One afternoon the street had become a Mississippi country road.

He had been put off a southbound freight train near a small town.

He did not know the name of the town; he didn’t care what word it used for name.

He didn’t even see it, anyway.

He skirted it, following the woods, and came to the road and looked in both directions.

It was not a gravelled road, though it looked to be fairly well used.

He saw several negro cabins scattered here and there along it; then he saw, about a half mile away, a larger house.

It was a big house set in a grove of trees; obviously a place of some pretensions at one time.

But now the trees needed pruning and the house had not been painted in years.

But he could tell that it was inhabited, and he had not eaten in twenty-four hours.

‘That one might do,’ he thought.

But he did not approach it at once, though the afternoon was drawing on.

Instead he turned his back upon it and went on in the other direction, in his soiled white shirt and worn serge trousers and his cracked, dusty, townshaped shoes, his cloth cap set at an arrogant angle above a three-day’s stubble.

Yet even then he did not look like a tramp; at least apparently not to the negro boy whom he met presently coming up the road and swinging a tin bucket.

He stopped the boy.

“Who lives in the big house back there?” he said.

“That where Miz Burden stay at.”

“Mr. and Mrs.

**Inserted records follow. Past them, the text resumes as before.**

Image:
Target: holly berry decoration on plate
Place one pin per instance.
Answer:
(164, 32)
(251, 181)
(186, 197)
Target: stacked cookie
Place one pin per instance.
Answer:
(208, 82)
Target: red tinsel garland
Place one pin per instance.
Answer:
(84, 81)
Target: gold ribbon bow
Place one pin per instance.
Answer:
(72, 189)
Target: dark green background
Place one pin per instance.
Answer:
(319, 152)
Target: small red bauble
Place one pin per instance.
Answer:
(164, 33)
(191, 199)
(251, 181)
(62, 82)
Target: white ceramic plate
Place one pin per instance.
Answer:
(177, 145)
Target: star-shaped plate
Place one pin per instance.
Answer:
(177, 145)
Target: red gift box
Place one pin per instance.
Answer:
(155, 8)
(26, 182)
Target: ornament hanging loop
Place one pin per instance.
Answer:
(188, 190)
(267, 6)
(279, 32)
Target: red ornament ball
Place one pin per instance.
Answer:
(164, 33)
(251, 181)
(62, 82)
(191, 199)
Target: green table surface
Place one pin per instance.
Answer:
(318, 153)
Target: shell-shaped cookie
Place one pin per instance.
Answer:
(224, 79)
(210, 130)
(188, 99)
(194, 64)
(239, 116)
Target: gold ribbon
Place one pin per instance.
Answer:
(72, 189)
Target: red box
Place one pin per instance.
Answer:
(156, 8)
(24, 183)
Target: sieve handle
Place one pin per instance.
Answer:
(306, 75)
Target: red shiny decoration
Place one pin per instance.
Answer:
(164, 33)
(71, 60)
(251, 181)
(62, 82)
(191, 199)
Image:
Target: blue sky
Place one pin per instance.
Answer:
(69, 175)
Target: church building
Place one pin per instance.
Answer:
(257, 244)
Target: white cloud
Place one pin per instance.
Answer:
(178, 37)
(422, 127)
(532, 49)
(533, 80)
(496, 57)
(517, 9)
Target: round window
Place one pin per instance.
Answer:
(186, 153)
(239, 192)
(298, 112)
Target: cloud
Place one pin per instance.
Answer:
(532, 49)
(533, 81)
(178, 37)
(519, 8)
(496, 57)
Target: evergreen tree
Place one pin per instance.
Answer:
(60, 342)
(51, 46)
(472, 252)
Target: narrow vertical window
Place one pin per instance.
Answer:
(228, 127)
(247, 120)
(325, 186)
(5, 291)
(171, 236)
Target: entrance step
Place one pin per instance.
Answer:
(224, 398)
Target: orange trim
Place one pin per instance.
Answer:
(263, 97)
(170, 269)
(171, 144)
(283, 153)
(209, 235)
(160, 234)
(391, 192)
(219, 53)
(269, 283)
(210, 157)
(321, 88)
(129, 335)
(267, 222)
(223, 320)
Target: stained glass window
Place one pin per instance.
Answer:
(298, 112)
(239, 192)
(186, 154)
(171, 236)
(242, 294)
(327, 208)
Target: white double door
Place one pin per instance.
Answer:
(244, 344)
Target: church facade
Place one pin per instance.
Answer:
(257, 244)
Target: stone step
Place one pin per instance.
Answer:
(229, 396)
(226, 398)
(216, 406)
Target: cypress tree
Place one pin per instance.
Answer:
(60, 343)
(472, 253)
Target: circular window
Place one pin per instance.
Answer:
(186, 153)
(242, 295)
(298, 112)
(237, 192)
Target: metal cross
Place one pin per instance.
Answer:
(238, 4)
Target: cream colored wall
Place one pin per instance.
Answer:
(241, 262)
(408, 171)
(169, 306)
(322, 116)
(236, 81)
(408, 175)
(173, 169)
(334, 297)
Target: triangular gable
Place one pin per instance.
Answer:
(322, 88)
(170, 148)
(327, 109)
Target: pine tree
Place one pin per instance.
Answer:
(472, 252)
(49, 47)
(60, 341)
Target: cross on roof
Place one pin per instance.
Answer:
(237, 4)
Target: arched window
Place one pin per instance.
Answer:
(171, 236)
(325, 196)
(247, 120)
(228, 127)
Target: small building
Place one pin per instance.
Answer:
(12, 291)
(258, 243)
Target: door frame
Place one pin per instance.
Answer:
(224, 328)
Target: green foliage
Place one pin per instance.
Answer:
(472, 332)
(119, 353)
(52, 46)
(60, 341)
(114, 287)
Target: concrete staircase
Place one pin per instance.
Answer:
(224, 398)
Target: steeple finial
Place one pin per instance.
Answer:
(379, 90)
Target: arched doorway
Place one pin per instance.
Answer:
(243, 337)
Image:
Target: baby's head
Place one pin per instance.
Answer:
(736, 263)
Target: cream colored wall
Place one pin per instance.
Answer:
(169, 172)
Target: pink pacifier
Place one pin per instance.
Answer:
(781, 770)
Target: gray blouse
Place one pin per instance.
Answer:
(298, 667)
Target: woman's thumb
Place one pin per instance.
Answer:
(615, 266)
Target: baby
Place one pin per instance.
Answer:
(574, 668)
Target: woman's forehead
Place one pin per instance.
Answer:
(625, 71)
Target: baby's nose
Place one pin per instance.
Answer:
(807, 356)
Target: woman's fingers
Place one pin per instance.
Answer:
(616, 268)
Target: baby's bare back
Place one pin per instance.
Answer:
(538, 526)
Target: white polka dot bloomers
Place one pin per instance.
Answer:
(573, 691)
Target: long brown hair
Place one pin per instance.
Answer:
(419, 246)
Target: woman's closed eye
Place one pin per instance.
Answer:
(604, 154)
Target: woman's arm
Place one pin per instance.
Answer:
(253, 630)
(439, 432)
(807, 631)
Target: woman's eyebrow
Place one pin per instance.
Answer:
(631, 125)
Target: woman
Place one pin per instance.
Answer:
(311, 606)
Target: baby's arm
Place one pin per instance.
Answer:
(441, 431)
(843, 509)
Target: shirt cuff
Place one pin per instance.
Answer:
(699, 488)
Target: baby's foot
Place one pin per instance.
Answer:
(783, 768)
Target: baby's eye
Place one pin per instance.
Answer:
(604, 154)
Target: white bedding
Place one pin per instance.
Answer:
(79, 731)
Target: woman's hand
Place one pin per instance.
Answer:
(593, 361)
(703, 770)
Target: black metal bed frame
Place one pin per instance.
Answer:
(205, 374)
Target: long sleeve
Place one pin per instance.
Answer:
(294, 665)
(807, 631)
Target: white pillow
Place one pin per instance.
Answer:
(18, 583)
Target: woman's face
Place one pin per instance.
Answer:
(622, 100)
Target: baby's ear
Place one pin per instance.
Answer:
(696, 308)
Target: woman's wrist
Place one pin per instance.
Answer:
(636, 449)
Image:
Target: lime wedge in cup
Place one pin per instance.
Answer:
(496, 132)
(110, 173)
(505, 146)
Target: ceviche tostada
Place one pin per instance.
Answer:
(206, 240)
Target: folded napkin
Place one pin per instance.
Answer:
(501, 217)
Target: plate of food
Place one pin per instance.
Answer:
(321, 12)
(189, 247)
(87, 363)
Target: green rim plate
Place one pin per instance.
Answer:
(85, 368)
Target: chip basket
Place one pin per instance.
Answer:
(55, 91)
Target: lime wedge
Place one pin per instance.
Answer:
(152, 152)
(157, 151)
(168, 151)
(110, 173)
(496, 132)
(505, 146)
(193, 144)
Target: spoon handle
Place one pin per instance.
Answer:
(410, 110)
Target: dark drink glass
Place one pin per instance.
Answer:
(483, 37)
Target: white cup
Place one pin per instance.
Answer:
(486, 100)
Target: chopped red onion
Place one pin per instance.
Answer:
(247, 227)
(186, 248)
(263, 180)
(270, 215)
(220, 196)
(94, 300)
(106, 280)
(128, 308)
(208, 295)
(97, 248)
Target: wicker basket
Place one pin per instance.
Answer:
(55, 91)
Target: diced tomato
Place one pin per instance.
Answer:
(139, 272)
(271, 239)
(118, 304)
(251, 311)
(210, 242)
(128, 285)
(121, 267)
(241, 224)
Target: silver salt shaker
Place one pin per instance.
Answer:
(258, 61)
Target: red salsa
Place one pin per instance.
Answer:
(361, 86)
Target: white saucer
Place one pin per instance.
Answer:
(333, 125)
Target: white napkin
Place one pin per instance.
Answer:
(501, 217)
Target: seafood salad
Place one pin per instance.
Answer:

Burden?”

“No, sir.

Ain’t no Mr. Burden.

Ain’t nobody live there but her.”

“Oh.

An old woman, I guess.”

“No, sir. Miz Burden ain’t old.

Ain’t young neither.”

“And she lives there by herself.

Don’t she get scared?”

“Who going to harm her, right here at town?

Colored folks around here looks after her.”

“Colored folks look after her?”

At once it was as if the boy had closed a door between himself and the man who questioned him.

“I reckon ain’t nobody round here going to do her no harm.

She ain’t harmed nobody.”

“I guess not,” Christmas said. “How far is it to the next town over this way?”

“ ’Bout thirty miles, they say.

You ain’t fixing to walk it, is you?”

“No,” Christmas said.

He turned then, going on.

The boy looked after him.

Then he too turned, walking again, the tin bucket swinging against his faded flank.

A few steps later he looked back.

The man who had questioned him was walking on, steadily though not fast.